It’s high time that statistics textbooks give Keynes his due.
It is not surprising that Karl Popper studied Keynes’ Treatise intensively. See several references in The Logic of Scientific Discovery. See esp. Section 83 on Corroborability, Testability, and Logical Probability:
“That Keynes (nevertheless) intends by his ‘probability’ the same as I do by my ‘corroboration’ may be seen from the fact that that his ‘probablity’ rises with the number of corroborating instances, and also (most important) with the increase of diversity among them.”
Interesting, although I don’t agree with Popper’s first remark, since, Keynes’s “probability” can actually go in any direction when increasing “instances”.
the author of the statistics textbook I used in graduate school — almost a half century ago — always warned the students that “figures do not lie, but liars can figure” and therefore the mindless pursuit of R – squares was a fool’s game.
Unfortunately modern day econometricians have no concept of this reality. And, even worse, the establishment of the economics profession, who lo g to be thought of as the physicists of the social sciences, reward those who pubish these pursuits of econometric R-squares. Accordingly, if a youung economics Ph. D. want to be considered to be put on the tenure track at a “good” economics department , one must follow the rules of this fool’s game.
Similar to Ellsberg’s discussion of ambiguity.
Very perceptive, and I agree on this too! Looking at Keynes’s rightly famous chapter 5 – Other methods of determining probabilities – you find an argumentation in substance similar to Ellsberg’s.
Chapter 5 of Treatise (1921) that is.
On the relationship between Keynes’s conception of evidential weight and the Ellsberg paradox
Alberto Feduzi, Journal of Economic Psychology – J ECON PSYCH , vol. 28, no. 5, pp. 545-565, 2007
Thanks for the reference. Very interesting indeed! Although I wrote on Ellsbergs paradox in my first PhD dissertation, in 1991, I hadn’t read his dissertation.
I was at Cornell in 1987 and came across a copy of Ellsberg’s dissertation in the Catherwood industrial labor relations library of all places. It changed my life.
Have been looking for Keynes’ Treatise on Probability for forty years since our local British library sold it off: never finding it second-hand or via Amazon and only seeing it again in an Australian university library. Was therefore delighted just now to find it has become available via the Gutenberg project.

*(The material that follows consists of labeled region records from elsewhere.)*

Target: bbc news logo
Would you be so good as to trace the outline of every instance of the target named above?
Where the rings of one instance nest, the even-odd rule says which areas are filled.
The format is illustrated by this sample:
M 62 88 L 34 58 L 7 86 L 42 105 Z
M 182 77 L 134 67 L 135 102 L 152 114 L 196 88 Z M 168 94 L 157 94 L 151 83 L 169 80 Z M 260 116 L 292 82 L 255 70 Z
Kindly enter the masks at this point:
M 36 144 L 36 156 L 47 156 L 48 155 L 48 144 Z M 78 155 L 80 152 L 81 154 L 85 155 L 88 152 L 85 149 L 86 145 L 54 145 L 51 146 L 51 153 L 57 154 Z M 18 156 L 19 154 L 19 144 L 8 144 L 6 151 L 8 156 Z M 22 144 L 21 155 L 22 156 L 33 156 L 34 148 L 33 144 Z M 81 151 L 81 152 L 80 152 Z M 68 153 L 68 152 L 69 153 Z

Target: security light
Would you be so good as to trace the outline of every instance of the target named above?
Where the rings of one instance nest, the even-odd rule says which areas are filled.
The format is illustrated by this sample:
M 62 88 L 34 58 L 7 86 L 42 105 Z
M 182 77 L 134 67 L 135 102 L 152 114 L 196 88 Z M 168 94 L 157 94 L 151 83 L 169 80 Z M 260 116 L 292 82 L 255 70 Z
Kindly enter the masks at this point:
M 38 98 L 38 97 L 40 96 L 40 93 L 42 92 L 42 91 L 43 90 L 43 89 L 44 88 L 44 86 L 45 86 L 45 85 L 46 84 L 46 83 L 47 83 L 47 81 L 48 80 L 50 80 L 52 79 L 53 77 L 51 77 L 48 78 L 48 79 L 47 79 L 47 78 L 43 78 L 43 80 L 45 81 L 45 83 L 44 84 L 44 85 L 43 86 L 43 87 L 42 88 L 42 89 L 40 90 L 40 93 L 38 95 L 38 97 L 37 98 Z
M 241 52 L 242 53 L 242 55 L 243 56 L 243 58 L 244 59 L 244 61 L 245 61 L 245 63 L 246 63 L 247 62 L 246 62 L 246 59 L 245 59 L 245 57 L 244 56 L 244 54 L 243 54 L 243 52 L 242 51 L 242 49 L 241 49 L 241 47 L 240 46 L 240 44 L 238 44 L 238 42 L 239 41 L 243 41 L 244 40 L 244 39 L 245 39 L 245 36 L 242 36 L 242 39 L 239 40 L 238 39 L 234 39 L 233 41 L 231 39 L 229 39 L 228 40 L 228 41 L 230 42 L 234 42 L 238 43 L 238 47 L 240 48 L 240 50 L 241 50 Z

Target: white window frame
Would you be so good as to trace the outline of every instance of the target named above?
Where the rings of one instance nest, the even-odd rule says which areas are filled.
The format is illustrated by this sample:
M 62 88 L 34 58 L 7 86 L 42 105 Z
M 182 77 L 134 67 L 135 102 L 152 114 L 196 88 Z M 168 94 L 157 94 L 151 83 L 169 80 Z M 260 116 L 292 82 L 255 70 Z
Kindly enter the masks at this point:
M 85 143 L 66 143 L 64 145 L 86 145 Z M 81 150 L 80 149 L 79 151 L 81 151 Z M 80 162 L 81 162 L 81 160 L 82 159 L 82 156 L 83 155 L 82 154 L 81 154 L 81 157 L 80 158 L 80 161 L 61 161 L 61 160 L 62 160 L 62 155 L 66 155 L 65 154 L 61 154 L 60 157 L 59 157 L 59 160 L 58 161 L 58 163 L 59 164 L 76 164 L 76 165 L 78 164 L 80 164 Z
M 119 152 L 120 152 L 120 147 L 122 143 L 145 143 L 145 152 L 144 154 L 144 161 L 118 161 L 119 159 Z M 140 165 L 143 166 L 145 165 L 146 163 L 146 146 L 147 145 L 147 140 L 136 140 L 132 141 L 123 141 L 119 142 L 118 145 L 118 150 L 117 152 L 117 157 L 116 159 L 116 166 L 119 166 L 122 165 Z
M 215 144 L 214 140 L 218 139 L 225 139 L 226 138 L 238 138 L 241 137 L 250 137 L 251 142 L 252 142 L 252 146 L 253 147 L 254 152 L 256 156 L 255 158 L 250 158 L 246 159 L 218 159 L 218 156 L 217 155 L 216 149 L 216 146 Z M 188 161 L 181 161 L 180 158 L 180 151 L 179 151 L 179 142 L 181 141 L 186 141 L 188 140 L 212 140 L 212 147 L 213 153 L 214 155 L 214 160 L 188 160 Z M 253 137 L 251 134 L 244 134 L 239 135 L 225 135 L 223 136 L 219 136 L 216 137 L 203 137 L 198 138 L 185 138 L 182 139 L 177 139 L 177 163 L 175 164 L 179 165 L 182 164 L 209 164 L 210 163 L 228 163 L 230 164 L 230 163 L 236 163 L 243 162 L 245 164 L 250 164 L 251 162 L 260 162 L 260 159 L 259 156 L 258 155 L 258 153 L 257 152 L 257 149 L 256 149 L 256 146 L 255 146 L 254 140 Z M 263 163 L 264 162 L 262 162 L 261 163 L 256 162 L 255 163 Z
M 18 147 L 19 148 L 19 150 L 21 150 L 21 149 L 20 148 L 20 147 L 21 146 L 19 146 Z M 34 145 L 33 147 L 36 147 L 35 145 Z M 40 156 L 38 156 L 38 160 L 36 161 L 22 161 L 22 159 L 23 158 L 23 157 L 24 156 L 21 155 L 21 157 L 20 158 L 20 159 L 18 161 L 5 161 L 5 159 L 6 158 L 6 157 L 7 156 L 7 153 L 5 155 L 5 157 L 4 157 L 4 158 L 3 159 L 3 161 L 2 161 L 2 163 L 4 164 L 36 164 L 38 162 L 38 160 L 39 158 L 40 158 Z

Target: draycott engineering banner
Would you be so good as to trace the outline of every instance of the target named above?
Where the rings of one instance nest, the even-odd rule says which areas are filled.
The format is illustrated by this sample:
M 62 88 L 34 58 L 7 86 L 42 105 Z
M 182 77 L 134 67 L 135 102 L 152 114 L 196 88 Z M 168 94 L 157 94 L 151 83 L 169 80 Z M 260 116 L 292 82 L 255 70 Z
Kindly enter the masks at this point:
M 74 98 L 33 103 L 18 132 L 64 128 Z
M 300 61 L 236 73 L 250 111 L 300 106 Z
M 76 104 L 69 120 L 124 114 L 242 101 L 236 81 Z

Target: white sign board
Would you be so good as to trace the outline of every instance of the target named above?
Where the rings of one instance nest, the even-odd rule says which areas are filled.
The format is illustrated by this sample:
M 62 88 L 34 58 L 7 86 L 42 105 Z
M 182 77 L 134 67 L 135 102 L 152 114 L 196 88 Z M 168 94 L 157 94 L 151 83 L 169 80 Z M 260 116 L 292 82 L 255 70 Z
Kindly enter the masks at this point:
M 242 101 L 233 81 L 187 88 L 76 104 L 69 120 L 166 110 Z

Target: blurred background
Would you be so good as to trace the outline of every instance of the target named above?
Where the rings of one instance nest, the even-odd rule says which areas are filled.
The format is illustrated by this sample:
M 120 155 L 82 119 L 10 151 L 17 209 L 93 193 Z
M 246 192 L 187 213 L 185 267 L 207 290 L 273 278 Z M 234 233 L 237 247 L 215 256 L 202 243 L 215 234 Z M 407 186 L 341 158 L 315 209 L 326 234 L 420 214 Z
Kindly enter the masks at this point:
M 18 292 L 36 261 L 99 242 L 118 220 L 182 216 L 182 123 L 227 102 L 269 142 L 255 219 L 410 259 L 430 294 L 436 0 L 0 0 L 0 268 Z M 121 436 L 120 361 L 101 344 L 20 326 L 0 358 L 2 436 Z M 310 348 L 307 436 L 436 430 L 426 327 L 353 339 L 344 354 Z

http://www.gutenberg.org/files/32625/32625-pdf.pdf
thanks dave, just browsing the treatise has been stimulating for this old statistician/ecologist I hope to read it in full …though it may be just a little over my head, the anticipation i feel is surprizing maybe it will answer some of my long standing issues in stats/probability
i have read little of keynes (tho i know some of his ideas—’sticky prices’, interdependent utility,etc–from other sources (and also his essay saying something like in 50 years people would stop building ‘the wealth of nations’ and instead go for some more ‘moral sentiments’.
i was interested in that formula which i have never seen — p(x/y)=p(x/y&w) . In other words you can keep adding on more information w such as p(x/y&w&z…) but you wont get to know any more.
this looks similar to a first order markov process—CKS equation (and i guess in some cases a martingale), or in other form a simple recursion (like a unit root process).
or maybe not—here you already know everything you ever did and will know. didnt some guru from the 60′s write a book ‘be here now’? (physicist julian barbour also suggests time is an illusion. and then using recursions, you can get the slutsky-yule effect to get something from nothing).
ps i just re-loaded my memory and that equation is the markov property suitably interpreted which does lead to the CKS equation, and then fokker-planck, etc. (for diffusive processes or quantum mechanics via a wick transformation). i.e. if x= x(t), y=x(t-1), w=x(t-2), etc. where t is time
Alberto Feduzi’s effort is commendable, but there are other works on Keynes’s probability theory that do a better job at explaining how it works. (Hint: To get a better understanding, go beyond the first few chapters of the TP.)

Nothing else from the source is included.